Dockar-Clay made a total of 14 appearances for Canterbury throughout the 2022 season which were all from the interchange bench. The club would finish 12th on the table and miss the finals.

===North Sydney===
In November 2022, Dockar-Clay signed a contract to join NSW Cup side North Sydney ahead of the 2023 season.
Dockar-Clay was part of the North Sydney side which claimed the Minor Premiership and reached the 2023 NSW Cup grand final against South Sydney. Dockar-Clay captained the side in their 22-18 loss.

===Sydney Roosters===
Ahead of the 2024 NRL season, Dockar-Clay joined the Sydney Roosters. In round 6, he was named to make his club debut against Newcastle. Dockar-Clay would play off the interchange bench in their 22-20 victory.

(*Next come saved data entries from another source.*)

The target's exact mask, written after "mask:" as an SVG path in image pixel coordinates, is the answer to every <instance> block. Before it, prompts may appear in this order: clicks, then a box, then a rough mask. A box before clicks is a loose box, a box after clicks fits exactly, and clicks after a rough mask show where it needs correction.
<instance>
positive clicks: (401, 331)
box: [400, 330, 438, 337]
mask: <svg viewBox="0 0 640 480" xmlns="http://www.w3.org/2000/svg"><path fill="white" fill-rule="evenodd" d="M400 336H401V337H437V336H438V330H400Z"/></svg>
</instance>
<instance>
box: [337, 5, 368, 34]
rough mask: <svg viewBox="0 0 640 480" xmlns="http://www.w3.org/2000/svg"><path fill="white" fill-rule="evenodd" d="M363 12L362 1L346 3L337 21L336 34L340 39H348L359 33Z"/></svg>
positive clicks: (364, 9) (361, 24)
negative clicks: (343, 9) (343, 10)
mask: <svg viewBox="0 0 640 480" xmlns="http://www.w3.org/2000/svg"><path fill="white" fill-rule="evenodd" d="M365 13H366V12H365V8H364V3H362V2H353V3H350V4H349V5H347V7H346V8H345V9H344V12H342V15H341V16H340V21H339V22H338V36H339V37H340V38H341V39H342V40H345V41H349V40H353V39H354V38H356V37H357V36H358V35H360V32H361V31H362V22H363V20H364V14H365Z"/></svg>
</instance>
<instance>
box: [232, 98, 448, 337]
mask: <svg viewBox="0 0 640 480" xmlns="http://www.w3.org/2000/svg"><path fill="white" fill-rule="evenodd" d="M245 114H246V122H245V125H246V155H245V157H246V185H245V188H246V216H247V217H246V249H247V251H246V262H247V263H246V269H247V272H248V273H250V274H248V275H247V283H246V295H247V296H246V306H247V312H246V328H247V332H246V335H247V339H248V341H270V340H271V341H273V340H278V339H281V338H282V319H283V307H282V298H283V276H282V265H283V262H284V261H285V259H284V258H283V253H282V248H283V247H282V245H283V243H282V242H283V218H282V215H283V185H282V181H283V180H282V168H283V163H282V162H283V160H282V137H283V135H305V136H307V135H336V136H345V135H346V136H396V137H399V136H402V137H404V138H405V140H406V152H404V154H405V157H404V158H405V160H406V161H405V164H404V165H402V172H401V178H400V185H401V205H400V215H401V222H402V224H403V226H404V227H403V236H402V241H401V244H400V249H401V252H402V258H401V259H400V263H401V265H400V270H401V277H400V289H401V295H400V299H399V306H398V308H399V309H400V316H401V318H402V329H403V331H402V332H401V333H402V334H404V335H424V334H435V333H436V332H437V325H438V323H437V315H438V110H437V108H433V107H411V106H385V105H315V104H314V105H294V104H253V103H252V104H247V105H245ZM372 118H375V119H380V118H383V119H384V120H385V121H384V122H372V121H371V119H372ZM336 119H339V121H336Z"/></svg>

On 21 May, the Sydney Roosters hit back at claims that Dockar-Clay had been taking illegal substances on a live stream along with fellow players Brandon Smith, Terrell May, Naufahu Whyte and Spencer Leniu. The club released a statement which read “The Sydney Roosters have been made aware of a small clip from a longer live stream that some on social media have claimed identifies behaviour that breaches NRL rules. “The clip reveals no use of illicit substances or any other breach of NRL rules, however some see fit to make that grossly distorted and clearly damaging claim".

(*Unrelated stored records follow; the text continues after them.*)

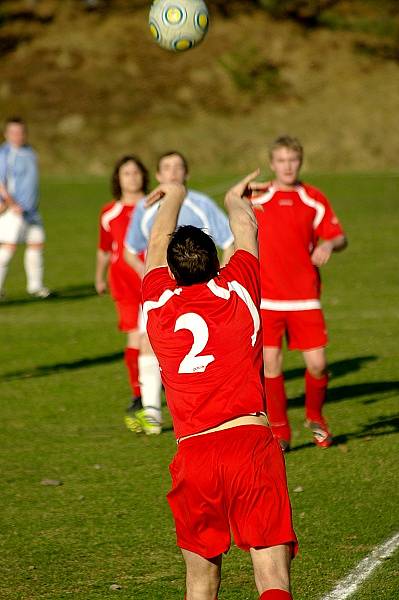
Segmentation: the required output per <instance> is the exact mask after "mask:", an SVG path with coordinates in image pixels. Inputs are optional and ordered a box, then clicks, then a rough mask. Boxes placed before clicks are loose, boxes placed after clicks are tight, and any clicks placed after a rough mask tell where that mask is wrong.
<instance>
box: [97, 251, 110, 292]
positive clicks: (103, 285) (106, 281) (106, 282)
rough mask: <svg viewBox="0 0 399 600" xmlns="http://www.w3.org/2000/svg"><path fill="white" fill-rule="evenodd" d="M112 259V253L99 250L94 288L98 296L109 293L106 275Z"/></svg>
mask: <svg viewBox="0 0 399 600" xmlns="http://www.w3.org/2000/svg"><path fill="white" fill-rule="evenodd" d="M110 258H111V253H110V252H104V250H101V248H98V250H97V260H96V275H95V282H94V286H95V288H96V292H97V294H100V295H101V294H104V293H105V292H106V291H107V281H106V274H107V270H108V265H109V261H110Z"/></svg>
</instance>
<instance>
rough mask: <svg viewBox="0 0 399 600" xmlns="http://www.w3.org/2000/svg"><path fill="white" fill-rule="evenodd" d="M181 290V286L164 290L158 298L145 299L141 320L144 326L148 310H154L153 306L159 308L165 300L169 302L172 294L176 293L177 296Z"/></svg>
mask: <svg viewBox="0 0 399 600" xmlns="http://www.w3.org/2000/svg"><path fill="white" fill-rule="evenodd" d="M181 292H182V289H181V288H176V289H175V290H173V291H172V290H165V291H164V292H162V294H161V295H160V297H159V299H158V300H146V301H145V302H144V304H143V321H144V326H145V328H146V329H147V322H148V313H149V312H150V310H154V308H161V306H165V304H166V303H167V302H169V300H170V299H171V298H173V296H175V295H177V296H179V295H180V294H181Z"/></svg>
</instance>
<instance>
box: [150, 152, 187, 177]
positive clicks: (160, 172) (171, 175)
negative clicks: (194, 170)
mask: <svg viewBox="0 0 399 600" xmlns="http://www.w3.org/2000/svg"><path fill="white" fill-rule="evenodd" d="M187 177H188V164H187V160H186V158H185V157H184V156H183V154H181V153H180V152H177V151H176V150H171V151H170V152H164V154H162V155H161V156H160V157H159V158H158V163H157V173H156V178H157V181H158V182H159V183H181V184H184V183H185V182H186V179H187Z"/></svg>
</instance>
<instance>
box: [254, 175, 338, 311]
mask: <svg viewBox="0 0 399 600" xmlns="http://www.w3.org/2000/svg"><path fill="white" fill-rule="evenodd" d="M252 204H253V206H254V209H255V215H256V218H257V221H258V236H259V260H260V265H261V287H262V300H261V308H262V309H269V310H283V311H285V310H309V309H314V308H320V300H319V299H320V276H319V271H318V269H317V268H316V267H315V266H314V265H313V264H312V262H311V254H312V252H313V250H314V248H315V247H316V245H317V242H318V240H319V238H322V239H324V240H329V239H332V238H334V237H336V236H338V235H342V234H343V230H342V227H341V225H340V223H339V221H338V219H337V217H336V216H335V214H334V212H333V210H332V208H331V206H330V204H329V202H328V200H327V198H326V197H325V196H324V195H323V194H322V193H321V192H320V191H319V190H317V189H316V188H314V187H311V186H310V185H307V184H302V183H301V184H299V185H297V186H296V187H295V189H294V190H292V191H282V190H276V189H274V188H273V186H271V187H269V189H268V190H267V191H266V193H264V194H262V195H261V196H258V197H257V198H255V199H253V200H252Z"/></svg>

===Manly Warringah Sea Eagles===
Dockar-Clay was one of five players farewelled by the Sydney Roosters at the end of their season. He was linked with a move to Manly.
In the 2026 NRL season, Dockar-Clay made one appearance for Manly. He spent the majority of the year with the clubs NSW Cup side which finished last. In September, he was released by Manly.